Hucurat Suresinde bu hususla ilgili şöyle zikredilmektedir:
“Ey insanlar! Doğrusu biz sizi bir erkekle bir dişiden yarattık.” (Hucurat 13)
“Sizi bir tek candan (Âdem’den) yaratan, ondan da yanında huzur bulsun diye eşini (Havva’yı) yaratan O’dur.” (A’râf 189)
Burada kadının, erkeğin kendisinden yaratıldığı, kendisi gibi insan olduğu, ancak onunla huzur bulacağı ve rahat edeceği anlatılmaktadır. Peygamber (sav) de kadınların, “erkeklerin bir parçası” olduğunu söylemiş ve Veda Haccında şöyle buyurmuştur: “Kadınlar hakkında ALLAH’tan korkunuz. Çünkü siz onları ALLAH’ın bir emaneti olarak aldınız…”

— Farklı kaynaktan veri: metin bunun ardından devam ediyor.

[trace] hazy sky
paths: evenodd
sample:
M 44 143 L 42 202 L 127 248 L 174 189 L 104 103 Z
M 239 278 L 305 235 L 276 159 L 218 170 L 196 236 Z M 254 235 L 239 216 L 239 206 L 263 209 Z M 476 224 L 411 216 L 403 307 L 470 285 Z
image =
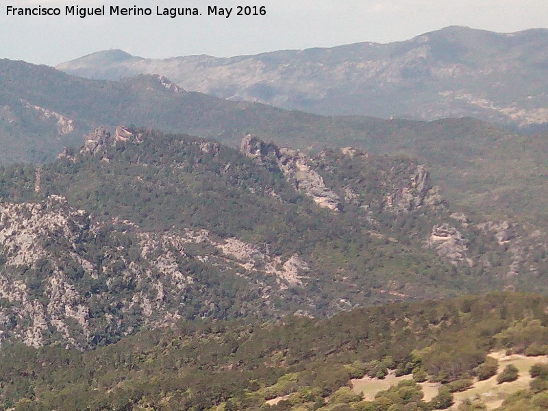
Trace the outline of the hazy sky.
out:
M 458 25 L 510 32 L 548 27 L 547 0 L 0 0 L 0 58 L 55 65 L 95 51 L 219 57 L 388 42 Z M 60 16 L 6 16 L 7 7 L 58 7 Z M 196 7 L 199 16 L 64 16 L 65 6 Z M 208 16 L 208 6 L 266 6 L 264 16 Z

ALLAH’u Teala şöyle buyurmuştur:
“Onlarla iyi geçinin.” (Nisa 19)
İnsanların yaratıcısı yüce ALLAH erkek ve kadını yaratırken onların tabiatını, neyin faydalı, neyin zararlı olduğunu en iyi şekilde bilen de O’dur. Bundan dolayı İslam’da erkek ya da kadın olmasına bakılmaksızın, insan, olma vasfı ile insan için haklar ve yükümlülükler verildi. Özel nassa dayanarak kadına bazı özel hükümler verildiği gibi erkeğe de verilmiştir. Sünnette bu husus ayrıntılı olarak beyan edilmiştir.
İslam, insanı imana davet ederken ve İslam davetini yüklerken erkek ile kadın ayrımı yapmamıştır.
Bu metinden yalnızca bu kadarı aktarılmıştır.